Can I increase sales with LTV?

It’s not about spending the least to get new customers.  It’s about spending the right amount to acquire great customers.  Knowing the LTV of your customers gives you an advantage over your competition.  Your competition may avoid what seems like costly sales and marketing not knowing that it’s actually a lucrative opportunity.  But, since you know the LTV of your customers you can calculate your long-term profitability and take full advantage of what short-minded competitors may avoid.

But, like I said earlier it’s more than just getting the sale, and taking advantage of overlooked opportunities.  It’s knowing how much to spend to keep a customer, because it’s always easier to sell to the customers you already have.  So, by investing the time to stay engaged with your current customers, not only keeps them happy, it also increases your profits.  This is because your customers are continuing to purchase from you for longer, making your LTV even greater.


You may decide to offer a discount to get new customers in the door, knowing you won’t break even with the first sale.  But, since you planned a few steps ahead, and projected the average LTV of your customers is greater than the discount, you know this is a lucrative investment.  LTV will also help you determine the size and amount of the discount.

For example, many gyms offer a free trial to get people in the door. This is often done because the lifetime value of that membership is much greater than the cost of the free trial.


Another reason to calculate the lifetime value of your customers is to determine if you can invest more in your business.  Since you have costs of doing business with your customers.

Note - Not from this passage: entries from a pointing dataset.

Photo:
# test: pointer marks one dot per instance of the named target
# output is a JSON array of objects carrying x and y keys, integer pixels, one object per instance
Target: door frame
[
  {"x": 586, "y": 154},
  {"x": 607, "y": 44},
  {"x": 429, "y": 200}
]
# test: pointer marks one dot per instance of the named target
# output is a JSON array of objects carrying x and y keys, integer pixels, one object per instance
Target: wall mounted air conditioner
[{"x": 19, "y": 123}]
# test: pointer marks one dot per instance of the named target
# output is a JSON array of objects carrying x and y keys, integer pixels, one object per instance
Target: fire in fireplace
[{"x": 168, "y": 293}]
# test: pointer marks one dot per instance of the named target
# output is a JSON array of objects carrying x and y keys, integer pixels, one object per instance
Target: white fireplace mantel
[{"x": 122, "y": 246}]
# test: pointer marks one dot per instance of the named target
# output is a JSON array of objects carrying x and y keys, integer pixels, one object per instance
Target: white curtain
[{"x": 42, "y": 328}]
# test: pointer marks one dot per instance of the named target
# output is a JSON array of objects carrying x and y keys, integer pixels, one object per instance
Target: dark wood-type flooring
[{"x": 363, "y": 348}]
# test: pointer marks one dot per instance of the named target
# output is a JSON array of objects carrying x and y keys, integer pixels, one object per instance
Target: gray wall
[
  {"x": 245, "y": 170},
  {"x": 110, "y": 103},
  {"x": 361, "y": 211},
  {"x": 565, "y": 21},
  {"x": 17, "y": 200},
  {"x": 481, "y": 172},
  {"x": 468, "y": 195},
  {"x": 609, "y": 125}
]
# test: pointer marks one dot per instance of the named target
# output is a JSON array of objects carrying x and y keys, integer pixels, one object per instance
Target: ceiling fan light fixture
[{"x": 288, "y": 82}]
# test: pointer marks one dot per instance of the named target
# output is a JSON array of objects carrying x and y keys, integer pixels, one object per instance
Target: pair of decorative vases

For example an HVAC company has expensive labor and material, but these businesses stay profitable by working with their customers for the entire life of their HVAC system and longer.

Breaking It Down

Say a new customer hires them for service on an old unit. It may be roughly a $100 service charge, but that job leads to a maintenance contract for 10 years, at $200 dollars a year.   Also, this customer needs additional service every few years, which roughly translates to another $800. Then the customer eventually needs the system replaced, as it is recommended to get a new system after 10 years. This adds another $9,500, bringing the total revenue to $10,600. If the cost of equipment and commission is less than %40, the company made a $6,360 profit over the course of doing business with this customer.

How do I calculate LTV?

While the lifetime value of a customer is an often-overlooked metric, it is quite simple to figure out. Basically, the average sale is multiplied by purchase frequency, (i.e., monthly, yearly) And, then this is multiplied by the length of the customer relationship.

(Average Sale X Purchase Frequency) X Length of Relationship

The initial investment of marketing, discounts, and other costs should be subtracted from this value to determine the net profit.

This simple formula is applicable to any business, from plumbers to ecommerce websites. To find these values, past customers and sales records can be used. Also, if you’re just starting out look into your competitors costs, or industry standards. It’s always important to use conservative values if no records are available, as it is very easy to get in the hole by using an inflated LTV.

Staying profitable by knowing your cost of acquisition

To determine your cost of acquisition you need to know how much you’re spending and how well your efforts are converting.  This could be a complex process if you have a lot of marketing channels, and you need to attribute the sale to multiple channels, i.e. online, radio, or print.  But, if you have only one channel, i.e. yellow page listing, you can easily attribute sales and determine how well it’s converting.

Breaking It Down

Let’s say you’re spending $25,000 a year in Search Engine Marketing, and making only 2 sales a month, or generating 24 new customers a year.  If the average sale or purchase was $1,000 — it would seem at first glance that you’re losing money (e.g., $1,000 x 24 = $24,000 or net -$1,000).  But, if your average LTV was $12,500 per customer you actually generated $300,000 in new business for you company, with a projected net profit of $275,000.

The example above is obviously nice round numbers, but if you ever find a specific channel generating this kind of profit, it’s time to double down.

Thank you

Thanks for reading Lifetime Value of a Customer The Secret to Long Term Profits.  You should now have a good understanding of LTV and the cost of acquisition.  But, now you need to start looking for opportunities in your sales & marketing, and ways to increase your average LTV.